Tidak perlu beli di tempat makan, kamu juga bisa kok membuatnya sendiri di rumah. Kamu tinggal mencari resep bumbu sate kambing atau resep tongseng kambing. Lantas sebenarnya ada berapa jenis kambing yang biasanya dikonsumsi? Berikut ulasan lengkapnya.

Jenis-jenis kambing

Hewan ternak ini punya nama ilmiah Capra aegagrus hircus. Di Indonesia setidaknya terdapat 5 jenis yang paling banyak dikonsumsi masyarakat. Kelima jenis itu adalah sebagai berikut:

1. Kacang

Jenis ini adalah tipe pedaging yang paling banyak ditemukan di Indonesia. Hewan ini memiliki adaptasi tinggi terhadap lingkungannya. Ukuran tubuhnya relatif kecil dengan kepala yang ringan.

Selain itu, bulunya lurus dan pendek. Ia memiliki telinga yang tegak dan dua tanduk pendek.

2. Peranakan

Jenis hewan ini mampu menghasilkan susu dan daging yang bisa dikonsumsi oleh manusia. Mereka merupakan perkawinan antara jenis Etawa dari India dan jenis kacang asli Indonesia.

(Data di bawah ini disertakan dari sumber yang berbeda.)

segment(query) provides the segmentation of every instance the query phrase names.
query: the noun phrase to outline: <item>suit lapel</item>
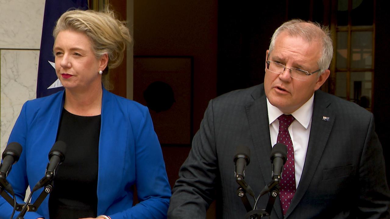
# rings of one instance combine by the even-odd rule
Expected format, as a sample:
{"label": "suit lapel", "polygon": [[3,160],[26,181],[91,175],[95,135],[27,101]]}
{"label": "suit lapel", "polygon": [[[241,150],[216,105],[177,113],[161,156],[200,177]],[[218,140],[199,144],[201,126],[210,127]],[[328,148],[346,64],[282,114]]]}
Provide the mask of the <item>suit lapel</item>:
{"label": "suit lapel", "polygon": [[[252,94],[254,101],[246,105],[245,110],[254,148],[251,148],[251,150],[254,151],[252,154],[256,155],[264,183],[267,185],[271,178],[272,168],[269,156],[272,147],[264,85],[261,85]],[[278,199],[275,200],[274,206],[273,210],[275,211],[275,213],[279,218],[282,218],[282,208]]]}
{"label": "suit lapel", "polygon": [[[305,165],[299,185],[285,218],[298,205],[306,193],[321,159],[336,118],[335,115],[328,108],[330,104],[322,91],[319,90],[315,93],[310,136]],[[328,117],[328,121],[326,117]]]}

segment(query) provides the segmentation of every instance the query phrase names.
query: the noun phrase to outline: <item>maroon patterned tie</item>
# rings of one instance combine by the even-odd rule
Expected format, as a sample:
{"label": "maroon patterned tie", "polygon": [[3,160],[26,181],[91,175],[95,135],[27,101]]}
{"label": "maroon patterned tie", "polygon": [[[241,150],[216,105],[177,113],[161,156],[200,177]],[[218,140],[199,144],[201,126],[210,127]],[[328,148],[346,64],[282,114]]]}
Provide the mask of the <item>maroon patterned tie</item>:
{"label": "maroon patterned tie", "polygon": [[291,115],[284,114],[279,117],[279,133],[278,134],[278,143],[282,143],[287,146],[287,161],[283,167],[282,179],[279,184],[280,194],[279,198],[283,215],[286,214],[290,206],[292,197],[295,194],[295,168],[294,161],[294,148],[289,126],[295,118]]}

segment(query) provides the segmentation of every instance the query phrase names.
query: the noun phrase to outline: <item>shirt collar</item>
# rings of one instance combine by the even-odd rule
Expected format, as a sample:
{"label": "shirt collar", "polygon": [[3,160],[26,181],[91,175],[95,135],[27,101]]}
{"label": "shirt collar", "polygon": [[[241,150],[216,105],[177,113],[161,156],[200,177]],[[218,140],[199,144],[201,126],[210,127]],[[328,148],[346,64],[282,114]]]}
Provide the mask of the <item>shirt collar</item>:
{"label": "shirt collar", "polygon": [[[313,94],[312,97],[307,101],[305,104],[302,105],[298,110],[294,111],[291,115],[295,118],[301,125],[307,129],[311,121],[312,116],[313,115],[313,106],[314,103],[314,95]],[[271,125],[278,117],[283,114],[283,112],[278,108],[277,107],[273,105],[269,102],[267,98],[267,109],[268,111],[268,125]]]}

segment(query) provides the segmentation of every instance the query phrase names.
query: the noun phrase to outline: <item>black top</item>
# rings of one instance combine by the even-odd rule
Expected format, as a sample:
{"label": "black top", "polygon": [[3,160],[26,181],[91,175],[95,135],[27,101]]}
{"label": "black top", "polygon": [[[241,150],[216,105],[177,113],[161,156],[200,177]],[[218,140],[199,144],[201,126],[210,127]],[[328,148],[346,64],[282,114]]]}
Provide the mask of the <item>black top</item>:
{"label": "black top", "polygon": [[97,216],[100,121],[100,115],[83,117],[62,110],[57,140],[66,143],[66,154],[53,180],[49,199],[50,218]]}

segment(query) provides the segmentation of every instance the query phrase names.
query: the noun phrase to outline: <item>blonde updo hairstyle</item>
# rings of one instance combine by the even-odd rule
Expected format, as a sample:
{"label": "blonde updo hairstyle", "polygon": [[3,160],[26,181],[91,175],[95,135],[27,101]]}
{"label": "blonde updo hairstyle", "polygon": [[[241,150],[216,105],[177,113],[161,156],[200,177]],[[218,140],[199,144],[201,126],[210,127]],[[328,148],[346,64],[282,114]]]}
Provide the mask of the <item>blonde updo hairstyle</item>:
{"label": "blonde updo hairstyle", "polygon": [[[126,45],[131,38],[124,21],[118,20],[113,12],[107,7],[103,11],[92,10],[69,11],[57,21],[53,36],[55,41],[60,31],[72,30],[83,33],[91,41],[92,50],[98,58],[106,53],[108,68],[117,67],[123,59]],[[108,84],[107,68],[103,71],[103,83]]]}

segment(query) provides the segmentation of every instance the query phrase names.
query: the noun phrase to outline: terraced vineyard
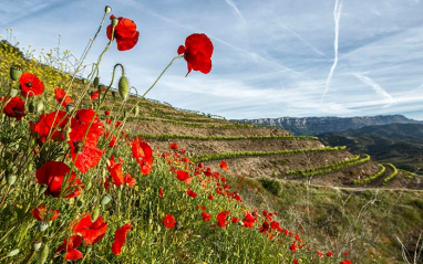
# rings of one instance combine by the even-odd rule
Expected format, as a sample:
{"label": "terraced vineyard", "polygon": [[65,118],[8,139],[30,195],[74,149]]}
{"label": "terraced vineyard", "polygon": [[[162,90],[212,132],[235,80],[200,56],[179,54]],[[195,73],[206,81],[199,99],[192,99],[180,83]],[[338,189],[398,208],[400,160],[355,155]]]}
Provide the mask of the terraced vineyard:
{"label": "terraced vineyard", "polygon": [[[127,112],[135,99],[130,98],[124,110],[112,104],[104,110],[110,110],[111,116],[113,112]],[[130,134],[161,149],[175,142],[189,151],[193,161],[205,162],[213,169],[225,159],[233,175],[249,178],[274,177],[337,187],[417,187],[415,177],[394,173],[391,166],[381,172],[383,165],[370,156],[353,156],[344,146],[323,146],[316,137],[293,137],[283,129],[233,124],[156,101],[144,99],[138,105],[137,116],[126,113],[130,117],[125,127]]]}

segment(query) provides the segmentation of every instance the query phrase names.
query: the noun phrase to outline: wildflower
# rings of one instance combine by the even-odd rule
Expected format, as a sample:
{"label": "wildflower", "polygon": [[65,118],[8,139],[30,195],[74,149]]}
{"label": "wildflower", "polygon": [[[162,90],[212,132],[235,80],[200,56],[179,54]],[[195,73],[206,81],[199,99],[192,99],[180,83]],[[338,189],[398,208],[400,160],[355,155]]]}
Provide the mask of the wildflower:
{"label": "wildflower", "polygon": [[193,177],[189,177],[189,173],[184,170],[176,171],[176,178],[185,183],[189,184],[193,181]]}
{"label": "wildflower", "polygon": [[[63,178],[69,173],[71,168],[68,165],[61,161],[47,161],[41,166],[40,169],[37,170],[37,181],[40,184],[47,184],[48,189],[45,190],[47,194],[51,194],[53,197],[59,197],[62,191]],[[72,187],[71,187],[72,183]],[[74,188],[73,188],[74,187]],[[65,187],[65,191],[63,192],[63,198],[71,199],[80,194],[80,188],[84,189],[82,182],[79,178],[76,178],[75,172],[71,172],[71,177],[68,180],[68,186]]]}
{"label": "wildflower", "polygon": [[68,95],[65,96],[66,92],[64,92],[61,88],[54,89],[55,101],[58,104],[62,105],[64,108],[66,108],[68,104],[75,103],[71,97]]}
{"label": "wildflower", "polygon": [[107,231],[107,223],[104,222],[102,215],[92,222],[91,214],[82,218],[76,224],[73,225],[73,232],[81,235],[87,245],[97,243]]}
{"label": "wildflower", "polygon": [[22,73],[19,83],[23,97],[37,96],[44,92],[44,84],[32,73]]}
{"label": "wildflower", "polygon": [[212,214],[203,212],[202,213],[202,218],[203,218],[204,221],[209,222],[210,219],[212,219]]}
{"label": "wildflower", "polygon": [[80,252],[78,246],[81,245],[82,237],[79,235],[72,235],[69,237],[69,242],[66,239],[63,239],[63,244],[55,250],[55,252],[66,251],[66,255],[64,260],[74,261],[79,260],[83,256],[82,252]]}
{"label": "wildflower", "polygon": [[[7,96],[0,97],[0,101],[9,101]],[[9,117],[14,117],[19,122],[25,114],[25,102],[19,96],[11,98],[3,108],[3,113]]]}
{"label": "wildflower", "polygon": [[223,170],[229,170],[228,165],[226,163],[225,160],[221,160],[221,161],[220,161],[219,167],[220,167]]}
{"label": "wildflower", "polygon": [[188,74],[192,70],[209,73],[212,71],[213,43],[206,34],[192,34],[185,40],[185,46],[179,45],[177,53],[184,54],[188,65]]}
{"label": "wildflower", "polygon": [[32,217],[37,219],[38,221],[53,221],[54,219],[59,218],[60,211],[59,210],[45,210],[45,205],[41,205],[39,208],[35,208],[32,210]]}
{"label": "wildflower", "polygon": [[112,252],[115,255],[120,255],[122,251],[122,246],[125,243],[127,231],[132,228],[131,224],[124,224],[118,228],[114,233],[114,242],[112,244]]}
{"label": "wildflower", "polygon": [[[110,17],[113,20],[115,17]],[[114,39],[116,40],[117,50],[126,51],[131,50],[138,42],[140,32],[136,31],[136,24],[131,19],[117,18],[118,22],[114,28]],[[112,39],[113,25],[110,24],[106,30],[109,40]]]}
{"label": "wildflower", "polygon": [[196,198],[197,197],[197,193],[195,193],[192,189],[188,188],[188,190],[186,191],[186,194],[188,194],[189,197],[192,198]]}
{"label": "wildflower", "polygon": [[221,229],[225,229],[226,225],[228,224],[228,221],[226,221],[226,218],[228,217],[228,214],[230,213],[230,211],[226,210],[226,211],[223,211],[220,212],[219,214],[217,214],[217,225]]}
{"label": "wildflower", "polygon": [[172,215],[172,214],[167,214],[163,221],[163,223],[165,224],[166,228],[168,229],[173,229],[175,228],[175,218]]}

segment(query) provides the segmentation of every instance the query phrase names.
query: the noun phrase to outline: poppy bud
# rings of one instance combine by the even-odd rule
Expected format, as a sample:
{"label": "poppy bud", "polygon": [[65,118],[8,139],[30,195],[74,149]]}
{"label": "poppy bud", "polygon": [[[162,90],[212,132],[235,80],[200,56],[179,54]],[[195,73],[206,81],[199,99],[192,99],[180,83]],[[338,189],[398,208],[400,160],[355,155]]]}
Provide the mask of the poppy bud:
{"label": "poppy bud", "polygon": [[28,105],[28,112],[34,113],[34,110],[35,110],[35,102],[31,101],[30,104]]}
{"label": "poppy bud", "polygon": [[18,95],[18,89],[12,88],[12,89],[10,91],[10,97],[14,97],[14,96],[17,96],[17,95]]}
{"label": "poppy bud", "polygon": [[40,101],[37,104],[37,113],[41,113],[41,112],[43,112],[43,109],[44,109],[44,102]]}
{"label": "poppy bud", "polygon": [[49,223],[47,223],[44,221],[41,221],[38,223],[38,231],[44,232],[47,230],[47,228],[49,228]]}
{"label": "poppy bud", "polygon": [[34,251],[38,251],[38,250],[40,250],[40,247],[41,247],[41,241],[35,241],[33,244],[32,244],[32,250],[34,250]]}
{"label": "poppy bud", "polygon": [[18,81],[22,75],[22,68],[19,65],[12,65],[10,67],[10,78],[13,81]]}
{"label": "poppy bud", "polygon": [[99,83],[100,83],[100,78],[99,78],[99,77],[95,77],[95,78],[94,78],[94,88],[97,88],[97,87],[99,87]]}
{"label": "poppy bud", "polygon": [[71,113],[73,112],[73,109],[75,109],[75,104],[74,104],[74,103],[69,103],[69,104],[66,105],[66,112],[68,112],[69,114],[71,114]]}
{"label": "poppy bud", "polygon": [[105,204],[107,204],[110,201],[112,201],[112,197],[111,197],[109,193],[106,193],[106,194],[104,194],[104,196],[102,197],[102,199],[100,200],[100,203],[101,203],[102,205],[105,205]]}
{"label": "poppy bud", "polygon": [[49,245],[45,244],[44,247],[42,249],[39,263],[44,264],[48,256],[49,256]]}
{"label": "poppy bud", "polygon": [[94,212],[93,212],[93,215],[92,215],[93,222],[95,222],[95,220],[99,218],[99,215],[100,215],[100,209],[95,208]]}
{"label": "poppy bud", "polygon": [[41,196],[42,193],[45,192],[47,188],[48,187],[45,184],[40,186],[40,188],[38,189],[38,193]]}
{"label": "poppy bud", "polygon": [[8,182],[8,186],[12,186],[14,181],[17,181],[16,175],[8,175],[6,176],[6,181]]}
{"label": "poppy bud", "polygon": [[19,254],[19,252],[20,252],[20,250],[19,250],[19,249],[12,250],[11,252],[9,252],[9,253],[8,253],[8,255],[7,255],[7,256],[16,256],[16,255],[18,255],[18,254]]}
{"label": "poppy bud", "polygon": [[123,75],[120,80],[118,80],[118,94],[121,95],[121,97],[123,99],[126,99],[127,95],[130,93],[130,84],[127,82],[127,78],[125,75]]}
{"label": "poppy bud", "polygon": [[112,25],[113,25],[113,28],[116,27],[117,23],[118,23],[118,19],[117,19],[117,18],[113,18],[113,19],[112,19]]}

Ciri-ciri fisik dari peranakan Etawa mirip dengan indukan Etawa. Fisiknya memiliki tubuh yang besar, telinga panjang dan menggantung, serta muka yang cembung.

3. Jawarandu

Jenis merupakan perkawinan antara peranakan Etawa dengan jenis kacang. Hasilnya, secara fisik lebih mirip dengan jenis yang kacang, namun mampu menghasilkan susu yang lebih banyak. Produksi susunya mencapai 1,5 liter per hari.

4. Marica

Jenis ini adalah asli Indonesia yang berasal dari Sulawesi Selatan. Ia merupakan hewan yang memiliki tipe pedaging. Sayangnya, jenis ini termasuk ke dalam hewan langka dan hampir punah.

5. Samosir

Penamaan hewan ini sesuai dengan letak tumbuh kembanganya, yakni berada di Pulau Samosir, Sumatera Utara. Biasanya hewan ini banyak digunakan untuk upacara adat setempat.

Yang membedakan jenis ini dan jenis kacang adalah bulunya yang dominan berwarna putih.

6. Gembrong

Jenis yang satu ini hidup di Pulau Bali bagian timur. Sekilas, kamu akan mengira hewan ini merupakan anjing berbulu panjang, lebat, dan mengkilap di seluruh tubuhnya.

Jenis gembrong ini menjadi persilangan antara jenis Kashmir dan Turki. Namun sayangnya, hewan asal Bali ini sudah hampir punah.

7. Kosta

Untuk jenis yang ini kamu bisa banyak menemukannya di wilayah Jakarta dan Banten. Ia merupakan hewan pedaging. Banyak yang mengira bahwa jenis ini adalah jenis kacang karena fisiknya yang sangat mirip.

Namun, sebenarnya jika diperhatikan secara seksama, terdapat perbedaan yang signifikan, yaitu memiliki pola garis sejajar pada bagian kanan dan kiri wajahnya.

Selain itu, terdapat bulu rewos pada kaki belakangnya yang mirip dengan bulu rewos pada peranakan Etawa.

8. Boer

Sebenarnya jenis ini aslinya berasal dari Afrika Selatan dan telah menjadi ternak yang ter-registrasi selama lebih dari 65 tahun. Kata "Boer" artinya petani. Boer merupakan jenis pedaging yang sesungguhnya karena pertumbuhannya sangat cepat.

Baca Juga: Jenis-jenis Kambing yang Biasa di Konsumsi Masyarakat Indonesia, Apa Saja?
Cara Mudah Usaha Ternak Kambing Boer bagi Pemula

9. Boerka

Jenis ini adalah persilangan antara Boer jantan dengan kacang betina. Ternak hasil persilangan kedua jenis ini disebut dengan Boerka yakni singkatan dari kata Boer dan Kacang.

Hasil persilangan ini mulai berkembang dan banyak jumlahnya di Propinsi Lampung, walaupun upaya persilangan antara Boer dengan lokal telah dilakukan di beberapa propinsi lainnya seperti Sumatera Utara dan Jawa Timur.